Residents of St. Vincent and the Grenadines have been told to remain alert a Caribbean volcano came back to life.

La Soufrière is the highest point in St. Vincent and is located near the northern tip of the country but remained dormant for decades before beginning to spew ash on Tuesday this week, AP reported.

La Soufrière, St. Vincent and the Grenadines Map
La Soufrière, St. Vincent and the Grenadines, are in the Windward Islands, close to Barbados and St Lucia.

Steam, gas, and a volcanic dome formed by lava that reached the earth’s surface could also be seen above the volcano, according to the Caribbean Disaster Emergency Management Agency (CDEMA).
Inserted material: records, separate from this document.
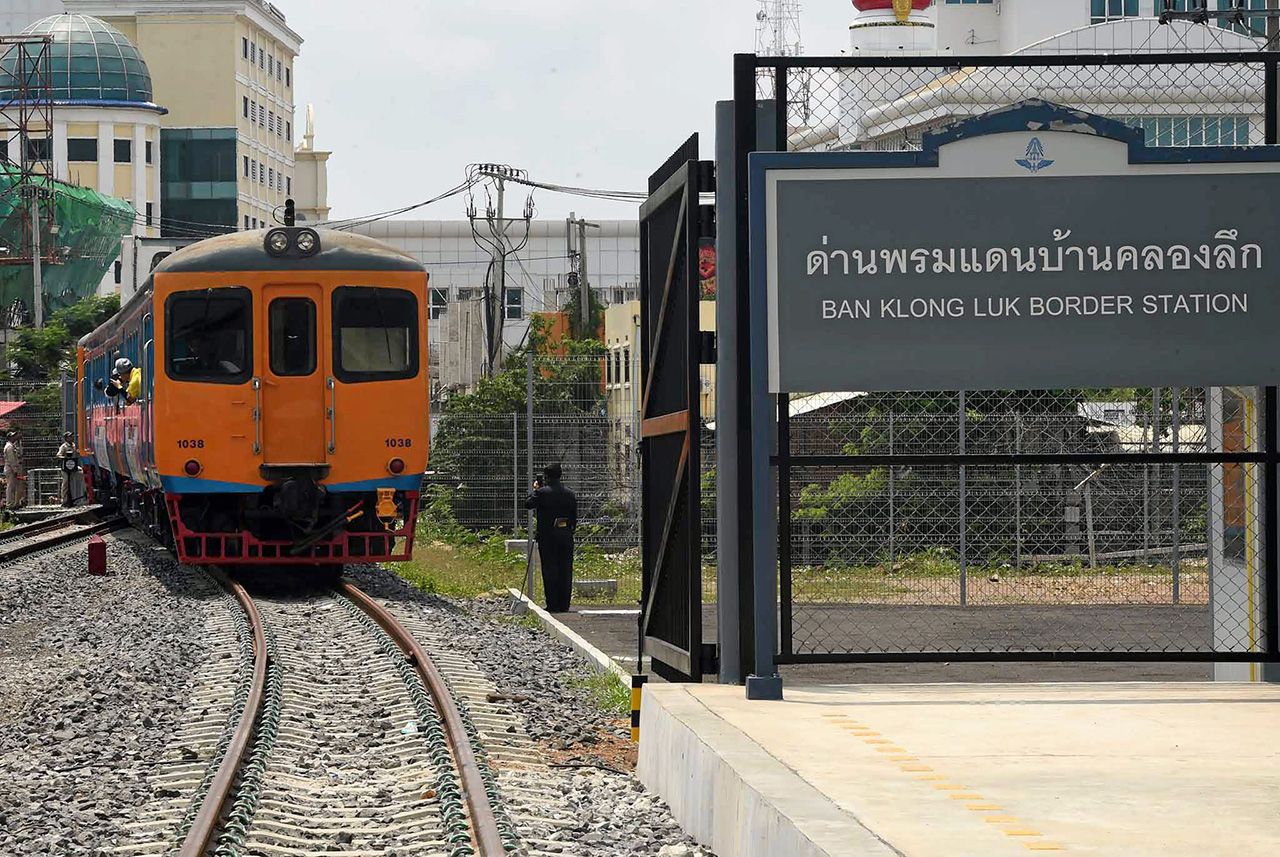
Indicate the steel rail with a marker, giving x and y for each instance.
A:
(54, 539)
(484, 824)
(202, 829)
(37, 527)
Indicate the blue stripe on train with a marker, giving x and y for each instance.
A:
(187, 485)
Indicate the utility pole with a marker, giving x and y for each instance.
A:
(579, 259)
(498, 246)
(36, 273)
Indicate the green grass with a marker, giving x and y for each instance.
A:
(604, 690)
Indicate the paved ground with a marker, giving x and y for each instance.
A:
(612, 629)
(1125, 769)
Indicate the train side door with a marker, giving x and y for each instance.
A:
(293, 390)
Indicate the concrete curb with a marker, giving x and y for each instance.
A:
(728, 793)
(597, 659)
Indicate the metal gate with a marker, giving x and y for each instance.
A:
(672, 221)
(1022, 525)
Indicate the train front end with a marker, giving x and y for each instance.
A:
(292, 398)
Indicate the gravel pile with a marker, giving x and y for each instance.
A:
(615, 815)
(94, 677)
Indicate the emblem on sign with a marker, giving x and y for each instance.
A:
(1034, 160)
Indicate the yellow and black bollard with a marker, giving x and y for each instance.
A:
(636, 684)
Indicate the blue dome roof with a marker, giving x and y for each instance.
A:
(90, 60)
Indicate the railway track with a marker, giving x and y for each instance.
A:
(55, 532)
(343, 737)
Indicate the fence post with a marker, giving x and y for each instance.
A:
(515, 476)
(964, 508)
(1018, 493)
(1176, 425)
(892, 499)
(529, 467)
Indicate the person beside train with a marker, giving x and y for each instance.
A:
(67, 466)
(14, 472)
(556, 509)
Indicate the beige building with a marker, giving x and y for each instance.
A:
(224, 69)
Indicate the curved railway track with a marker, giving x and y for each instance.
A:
(279, 784)
(54, 532)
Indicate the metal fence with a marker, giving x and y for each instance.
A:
(1102, 523)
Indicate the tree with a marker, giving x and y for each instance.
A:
(40, 354)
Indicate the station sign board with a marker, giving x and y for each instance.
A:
(1024, 259)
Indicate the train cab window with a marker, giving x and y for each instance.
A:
(293, 337)
(209, 335)
(375, 334)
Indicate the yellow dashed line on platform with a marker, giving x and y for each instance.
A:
(910, 765)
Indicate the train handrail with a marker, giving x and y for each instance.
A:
(257, 416)
(333, 413)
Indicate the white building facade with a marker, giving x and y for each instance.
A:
(891, 109)
(536, 274)
(17, 14)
The country’s government, which consists of a chain of islands home to more than 100,000, raised the alert level to orange, meaning that eruptions could occur with less than 24 hours’ notice. 

La Soufrière last erupted in 1979 but did not cause any harm due to warning, while a 1902 eruption led to 1,600 deaths.

In an unrelated incident early last month, authorities from the nearby Caribbean island of Martinique issued a yellow alert due to seismic activity under Mount Pelée, the Independent reported.

Fabrice Fontaine from the Volcanological and Seismological Observatory of Martinique told AP that it is the first time an alert of its kind has been issued since the volcano last erupted in 1932.

Mount Pelée also erupted in 1902 and killed almost 30,000 people, making it the deadliest eruption in the whole of the 20th century.

In December, Hawaii’s Kilauea volcano erupted for the first time since 2018 and created a 600ft deep lava lake, according to NPR.

However, the most active volcanoes in the Americas have been the Soufrière Hills in Montserrat, which have erupted continuously since 1995 and killed at least 19 people in 1997, Erik Klemetti, a volcanologist from Denison University, Ohio, told AP.